NASA’s Mars Perseverance rover has made a surprising discovery, 412 Earth days following arriving on the Red Planet.

A keen-eyed netizen found the abandoned remnants of the rover’s parachute in raw photographs that were shot on April 6, a timely reminder of how much ground NASA’s rover has already explored.

Although the item undoubtedly seems to be the rover’s parachute, NASA has yet to formally confirm the discovery.

The parachute’s remnants and position were picked up in photographs shot by NASA’s Mars Reconnaissance Orbiter immediately after the six-wheeled rover set down on the Martian surface back in February 2021.

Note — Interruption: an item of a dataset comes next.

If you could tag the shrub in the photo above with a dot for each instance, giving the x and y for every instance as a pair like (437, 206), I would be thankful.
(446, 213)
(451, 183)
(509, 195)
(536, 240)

That site is slightly south of Perseverance’s present location — a little over half a mile, according to our calculations — which can be seen in NASA’s excellent live map. In other words, it’s absolutely conceivable Perseverance’s mast cam was able to pick out the jetsam more than a year after the touchdown.

The rover has been traversing a lot of areas recently, first retracing part of its previous journey, and then reaching beyond the region where its little Ingenuity Mars helicopter accomplished its first flight back in April 2021.

Perseverance is now beelining — a portion of its trip jokingly known as the “drive, drive, drive campaign” — to a rockier location that scientists think is the delta of a dried-up ancient lake bed it landed in the heart of.

While it’s not basically moving at a fast pace, it did break its daily distance covered record, spanning an impressive 800 feet.